Will he make it to 2024? Maybe, but probably not, and by 2026? I can't see him as leader then. Who will succeed him? The Tories are as bereft of talent as Labour is. We have hollowed out politics. But what that means is that there is no one else to lead the division and discord.

What Johnson is doing is taking the Tories towards a dead end as surely as Starmer is taking Labour in that direction. Very different men can neither deliver managerialism or discord to a country anxious for direction, when none is on offer.

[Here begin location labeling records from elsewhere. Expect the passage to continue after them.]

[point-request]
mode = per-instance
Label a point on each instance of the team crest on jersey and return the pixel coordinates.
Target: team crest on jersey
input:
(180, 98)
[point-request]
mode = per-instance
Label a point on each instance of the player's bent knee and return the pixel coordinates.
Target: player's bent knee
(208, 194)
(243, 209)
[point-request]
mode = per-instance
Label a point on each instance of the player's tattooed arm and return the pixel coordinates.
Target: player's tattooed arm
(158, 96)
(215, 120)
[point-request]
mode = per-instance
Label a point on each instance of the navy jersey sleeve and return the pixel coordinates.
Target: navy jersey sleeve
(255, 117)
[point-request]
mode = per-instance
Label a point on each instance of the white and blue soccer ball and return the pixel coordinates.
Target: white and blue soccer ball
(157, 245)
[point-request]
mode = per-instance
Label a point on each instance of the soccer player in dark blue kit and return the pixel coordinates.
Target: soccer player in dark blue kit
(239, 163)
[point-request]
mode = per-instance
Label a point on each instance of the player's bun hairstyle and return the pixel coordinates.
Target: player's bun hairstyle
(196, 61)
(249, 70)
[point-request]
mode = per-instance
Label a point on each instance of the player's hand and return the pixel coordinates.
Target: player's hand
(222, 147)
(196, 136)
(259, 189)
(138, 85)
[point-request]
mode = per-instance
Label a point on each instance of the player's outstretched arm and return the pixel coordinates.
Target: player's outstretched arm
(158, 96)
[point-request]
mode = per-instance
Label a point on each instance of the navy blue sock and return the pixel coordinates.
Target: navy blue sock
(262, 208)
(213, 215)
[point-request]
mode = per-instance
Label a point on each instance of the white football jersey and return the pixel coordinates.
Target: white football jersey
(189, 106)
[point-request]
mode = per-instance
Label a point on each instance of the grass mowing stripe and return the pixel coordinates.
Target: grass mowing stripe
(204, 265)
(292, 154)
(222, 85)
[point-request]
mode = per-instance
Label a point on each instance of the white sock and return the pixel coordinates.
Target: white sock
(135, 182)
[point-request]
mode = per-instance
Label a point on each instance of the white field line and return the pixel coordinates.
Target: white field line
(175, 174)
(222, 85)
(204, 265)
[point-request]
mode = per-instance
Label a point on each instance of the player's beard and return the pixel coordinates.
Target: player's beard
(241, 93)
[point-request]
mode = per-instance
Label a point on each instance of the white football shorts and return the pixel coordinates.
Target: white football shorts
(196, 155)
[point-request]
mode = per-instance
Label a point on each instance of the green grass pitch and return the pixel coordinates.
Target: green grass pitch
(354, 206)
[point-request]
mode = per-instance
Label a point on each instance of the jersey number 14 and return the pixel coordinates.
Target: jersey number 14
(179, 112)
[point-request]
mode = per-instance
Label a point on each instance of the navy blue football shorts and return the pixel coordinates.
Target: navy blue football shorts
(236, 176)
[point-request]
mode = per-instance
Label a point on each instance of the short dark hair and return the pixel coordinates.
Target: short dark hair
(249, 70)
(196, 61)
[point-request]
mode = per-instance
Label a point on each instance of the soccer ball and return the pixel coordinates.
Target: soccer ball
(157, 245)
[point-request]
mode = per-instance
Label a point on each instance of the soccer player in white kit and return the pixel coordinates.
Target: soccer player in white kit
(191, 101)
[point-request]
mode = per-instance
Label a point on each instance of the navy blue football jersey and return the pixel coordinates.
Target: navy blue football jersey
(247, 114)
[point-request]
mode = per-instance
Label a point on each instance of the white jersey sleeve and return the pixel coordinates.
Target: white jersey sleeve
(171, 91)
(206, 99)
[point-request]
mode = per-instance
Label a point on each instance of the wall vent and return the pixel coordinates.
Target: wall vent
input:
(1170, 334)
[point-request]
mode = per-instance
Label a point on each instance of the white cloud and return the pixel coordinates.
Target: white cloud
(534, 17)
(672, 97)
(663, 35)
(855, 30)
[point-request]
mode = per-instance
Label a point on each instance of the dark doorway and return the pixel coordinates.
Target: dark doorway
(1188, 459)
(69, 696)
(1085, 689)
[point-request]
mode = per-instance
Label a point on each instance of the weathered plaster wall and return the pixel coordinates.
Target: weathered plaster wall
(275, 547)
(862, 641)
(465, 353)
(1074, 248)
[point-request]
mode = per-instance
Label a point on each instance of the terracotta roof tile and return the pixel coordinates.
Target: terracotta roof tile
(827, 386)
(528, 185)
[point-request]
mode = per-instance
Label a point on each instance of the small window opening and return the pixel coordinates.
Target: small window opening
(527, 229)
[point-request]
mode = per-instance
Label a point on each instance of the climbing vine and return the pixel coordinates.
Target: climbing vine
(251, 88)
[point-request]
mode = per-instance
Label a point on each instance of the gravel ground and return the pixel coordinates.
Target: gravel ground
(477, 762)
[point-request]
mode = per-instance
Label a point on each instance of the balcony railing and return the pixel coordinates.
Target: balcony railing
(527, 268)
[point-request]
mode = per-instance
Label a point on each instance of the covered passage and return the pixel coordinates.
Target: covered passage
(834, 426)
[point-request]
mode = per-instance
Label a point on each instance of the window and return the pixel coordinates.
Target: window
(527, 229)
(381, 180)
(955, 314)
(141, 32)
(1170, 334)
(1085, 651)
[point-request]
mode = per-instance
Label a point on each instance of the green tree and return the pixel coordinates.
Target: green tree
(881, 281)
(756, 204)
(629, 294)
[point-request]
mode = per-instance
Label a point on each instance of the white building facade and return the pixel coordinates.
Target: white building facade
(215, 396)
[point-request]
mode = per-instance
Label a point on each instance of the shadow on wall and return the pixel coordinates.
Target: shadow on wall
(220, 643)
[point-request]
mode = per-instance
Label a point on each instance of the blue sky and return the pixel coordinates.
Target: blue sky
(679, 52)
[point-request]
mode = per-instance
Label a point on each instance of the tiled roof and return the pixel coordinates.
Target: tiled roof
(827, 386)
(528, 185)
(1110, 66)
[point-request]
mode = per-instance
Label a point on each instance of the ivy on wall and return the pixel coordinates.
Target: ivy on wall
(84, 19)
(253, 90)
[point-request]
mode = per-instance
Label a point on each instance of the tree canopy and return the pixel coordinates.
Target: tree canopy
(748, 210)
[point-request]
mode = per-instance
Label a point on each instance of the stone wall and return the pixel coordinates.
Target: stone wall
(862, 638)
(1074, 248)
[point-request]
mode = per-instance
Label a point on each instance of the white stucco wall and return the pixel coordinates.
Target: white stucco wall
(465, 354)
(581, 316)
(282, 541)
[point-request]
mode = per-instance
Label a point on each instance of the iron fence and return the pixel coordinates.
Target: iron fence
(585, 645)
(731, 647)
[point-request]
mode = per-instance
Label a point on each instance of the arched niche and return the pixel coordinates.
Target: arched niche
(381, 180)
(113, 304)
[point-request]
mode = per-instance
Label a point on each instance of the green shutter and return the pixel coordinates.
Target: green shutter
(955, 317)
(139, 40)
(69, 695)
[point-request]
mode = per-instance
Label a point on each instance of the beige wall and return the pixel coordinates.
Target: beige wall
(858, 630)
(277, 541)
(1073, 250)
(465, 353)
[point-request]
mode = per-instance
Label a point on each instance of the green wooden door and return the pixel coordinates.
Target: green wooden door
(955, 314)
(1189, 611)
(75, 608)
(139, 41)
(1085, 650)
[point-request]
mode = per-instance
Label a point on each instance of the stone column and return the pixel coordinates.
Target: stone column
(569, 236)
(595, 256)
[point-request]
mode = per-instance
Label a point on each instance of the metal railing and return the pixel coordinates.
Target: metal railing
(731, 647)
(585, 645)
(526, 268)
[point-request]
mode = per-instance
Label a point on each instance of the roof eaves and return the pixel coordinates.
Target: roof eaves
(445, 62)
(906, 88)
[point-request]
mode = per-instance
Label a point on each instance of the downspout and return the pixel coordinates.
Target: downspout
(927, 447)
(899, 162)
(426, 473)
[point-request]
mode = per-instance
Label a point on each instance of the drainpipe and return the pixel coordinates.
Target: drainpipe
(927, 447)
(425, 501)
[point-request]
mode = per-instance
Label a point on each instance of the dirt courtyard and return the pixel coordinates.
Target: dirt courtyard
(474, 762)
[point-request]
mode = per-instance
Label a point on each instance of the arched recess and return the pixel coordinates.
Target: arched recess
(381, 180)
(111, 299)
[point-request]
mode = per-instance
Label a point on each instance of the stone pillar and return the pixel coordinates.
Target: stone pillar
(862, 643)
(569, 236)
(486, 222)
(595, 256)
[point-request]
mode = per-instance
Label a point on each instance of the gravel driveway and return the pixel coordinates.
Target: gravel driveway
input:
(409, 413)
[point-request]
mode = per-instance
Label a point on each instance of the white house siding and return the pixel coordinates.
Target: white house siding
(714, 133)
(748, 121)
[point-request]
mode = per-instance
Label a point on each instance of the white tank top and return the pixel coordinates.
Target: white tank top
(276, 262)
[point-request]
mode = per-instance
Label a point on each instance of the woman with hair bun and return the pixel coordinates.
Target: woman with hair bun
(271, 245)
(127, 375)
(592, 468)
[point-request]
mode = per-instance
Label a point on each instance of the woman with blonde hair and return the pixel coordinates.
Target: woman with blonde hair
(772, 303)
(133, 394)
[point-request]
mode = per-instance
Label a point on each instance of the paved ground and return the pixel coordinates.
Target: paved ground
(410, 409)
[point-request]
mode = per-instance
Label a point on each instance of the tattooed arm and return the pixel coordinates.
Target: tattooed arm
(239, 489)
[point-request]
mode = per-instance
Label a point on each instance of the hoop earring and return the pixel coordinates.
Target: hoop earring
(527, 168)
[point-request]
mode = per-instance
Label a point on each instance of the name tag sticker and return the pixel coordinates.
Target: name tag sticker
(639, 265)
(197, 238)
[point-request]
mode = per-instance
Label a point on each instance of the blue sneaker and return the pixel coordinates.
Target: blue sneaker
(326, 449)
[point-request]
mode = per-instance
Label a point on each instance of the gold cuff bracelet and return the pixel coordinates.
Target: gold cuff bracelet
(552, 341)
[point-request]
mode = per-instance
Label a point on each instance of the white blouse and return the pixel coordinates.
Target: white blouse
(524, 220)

The reality is that both our leading parties are walking the political path to oblivion. Labour as it stands is structured for a fight that belongs to the early twentieth century. The Tories are intellectually bankrupt, seeking now only the refuge of the scoundrel.

What happens then? I except the answer is quite a lot.

We have to redefine the nations. There will be four - although quite what relationship Northern Ireland will have with Ireland is not clear. I see no chance for a Union any more.

Scotland will develop new parties. The SNP will not be a single entity after independence.

Wales will have a surviving Labour Party. Its own Methodist roots will ensure that. But Plaid will have a different left of centre vision. The right will have little to do in either country.

And in England? More Covid, no levelling up, cuts to public services (which are planned), more corruption, Johnson being under continual attack from the Tory media (which is already happening) and economic failings will account for Johnson.

The Tories will seek to find another populist. But whoever it might be will repel people. Only Johnson has the ability to make the repugnant views of populism acceptable in England. The Tories will be in deep trouble by then.

And Labour? They will be in as much trouble, unless they abandon their infighting. Whether that is possible is in doubt.

So what will happen? In England I do not know. I am genuinely unsure in ways I am not in the cases of Wales and Scotland. England needs electoral reform. It needs to tackle corruption. It needs new thinking. It has to create a new story of what it is.

Scotland and Wales know what they are. That is why they have hope. England has to find it. The peculiarly English first past the post system, the two party dominance and the failed ideologies of past eras that say nothing to us now all suggest this will not happen.

But it has to. And I am sure it will. England changes. It always has. Its politics are bankrupt. That's the only conclusion on English politics from this week. But, from out of this bankruptcy, as Gramsci said, the new will be born. The sooner the better.